I don’t have an answer. I was born and raised in Texas, and I’ve seen the way this state rallies around our food, our music, and certain palatable aspects of our culture while ignoring our history and keeping us at arm’s length. 

I know that many of us are scared, many of us are angry, and many of us feel defeated. But I also know that we are strong. Over the years, I’ve gotten to speak with immigrants who moved mountains to be with their families, I’ve listened to Latinx veterans who have often been left out of the narrative, I’ve seen the way we give back to our community, and, in my own backyard, I’ve seen the way we’ve fought against a system that has always been unequal.

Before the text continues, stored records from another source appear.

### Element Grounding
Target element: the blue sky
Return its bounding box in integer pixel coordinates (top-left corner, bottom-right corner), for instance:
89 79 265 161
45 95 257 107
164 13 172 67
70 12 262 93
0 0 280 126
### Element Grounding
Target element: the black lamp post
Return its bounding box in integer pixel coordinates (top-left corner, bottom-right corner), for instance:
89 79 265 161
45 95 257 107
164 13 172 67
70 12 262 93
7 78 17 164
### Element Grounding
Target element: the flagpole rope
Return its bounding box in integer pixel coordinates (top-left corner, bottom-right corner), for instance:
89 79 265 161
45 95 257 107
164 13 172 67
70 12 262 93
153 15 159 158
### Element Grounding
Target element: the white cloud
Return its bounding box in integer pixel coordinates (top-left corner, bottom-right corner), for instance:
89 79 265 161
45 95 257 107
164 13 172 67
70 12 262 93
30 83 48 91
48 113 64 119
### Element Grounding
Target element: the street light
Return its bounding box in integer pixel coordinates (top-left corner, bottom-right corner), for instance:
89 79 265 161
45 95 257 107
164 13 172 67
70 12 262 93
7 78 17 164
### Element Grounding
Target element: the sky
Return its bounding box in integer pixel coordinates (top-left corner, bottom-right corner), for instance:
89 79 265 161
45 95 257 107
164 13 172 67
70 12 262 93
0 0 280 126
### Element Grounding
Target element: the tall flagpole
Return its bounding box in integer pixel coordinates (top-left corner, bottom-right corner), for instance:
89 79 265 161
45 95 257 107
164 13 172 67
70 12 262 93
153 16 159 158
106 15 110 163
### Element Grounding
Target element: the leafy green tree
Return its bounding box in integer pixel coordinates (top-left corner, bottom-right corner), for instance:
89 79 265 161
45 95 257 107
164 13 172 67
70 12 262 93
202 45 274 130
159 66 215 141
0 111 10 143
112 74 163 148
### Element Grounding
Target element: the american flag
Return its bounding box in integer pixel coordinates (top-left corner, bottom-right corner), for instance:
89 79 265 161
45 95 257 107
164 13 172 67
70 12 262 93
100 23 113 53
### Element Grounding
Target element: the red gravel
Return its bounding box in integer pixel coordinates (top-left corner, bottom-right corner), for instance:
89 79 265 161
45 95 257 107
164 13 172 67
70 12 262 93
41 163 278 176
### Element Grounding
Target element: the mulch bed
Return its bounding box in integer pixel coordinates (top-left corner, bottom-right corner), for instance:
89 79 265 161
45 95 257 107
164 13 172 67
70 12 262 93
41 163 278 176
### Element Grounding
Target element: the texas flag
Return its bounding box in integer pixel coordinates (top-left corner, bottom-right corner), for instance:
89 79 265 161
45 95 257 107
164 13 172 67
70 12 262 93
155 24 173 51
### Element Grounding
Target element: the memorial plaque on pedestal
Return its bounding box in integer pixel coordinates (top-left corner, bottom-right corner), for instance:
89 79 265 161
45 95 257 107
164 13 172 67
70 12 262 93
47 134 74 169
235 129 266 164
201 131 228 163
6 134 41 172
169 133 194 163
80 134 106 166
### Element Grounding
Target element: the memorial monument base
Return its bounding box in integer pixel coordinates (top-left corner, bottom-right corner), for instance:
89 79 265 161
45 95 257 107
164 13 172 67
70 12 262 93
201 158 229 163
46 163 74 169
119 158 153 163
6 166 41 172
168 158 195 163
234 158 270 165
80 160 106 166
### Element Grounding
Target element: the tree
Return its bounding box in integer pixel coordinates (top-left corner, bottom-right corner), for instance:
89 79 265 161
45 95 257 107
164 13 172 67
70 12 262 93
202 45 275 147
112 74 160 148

In the months before his death this past April, I spoke with my grandfather about his journey to the United States. For over six decades he resided here legally, built a life, and helped raise a family, but he maintained that his heart remained in Mexico. At his house, he flew an American flag that he saluted every morning because, as he would say, “Mi corazón pertenece a México, pero a mi me fue muy bien bajo su sombra” (“My heart belongs to Mexico, but things went well for me under the shade of the American flag”).

This country has the power to give people like my grandfather a chance. When he arrived here, he had to teach himself English by reading the newspaper. Now, within two generations, I’m a college graduate writing stories that feature people like him. Being Latinx is complicated and imperfect, but it’s also beautiful. So without knowing what lies ahead, I hope that what happened in El Paso does not force us into hiding or change who we are. So many of us—immigrants and children of immigrants alike—are proof that we can achieve great things, but it is tiring to feel as though we constantly need to prove ourselves in order to be a part of the United States.  

Our origins predate the founding of this country, and our struggles and triumphs are part of the blueprint of its DNA. We deserve to be human, we deserve to tell our own stories, and we deserve to be here just as much as anybody else.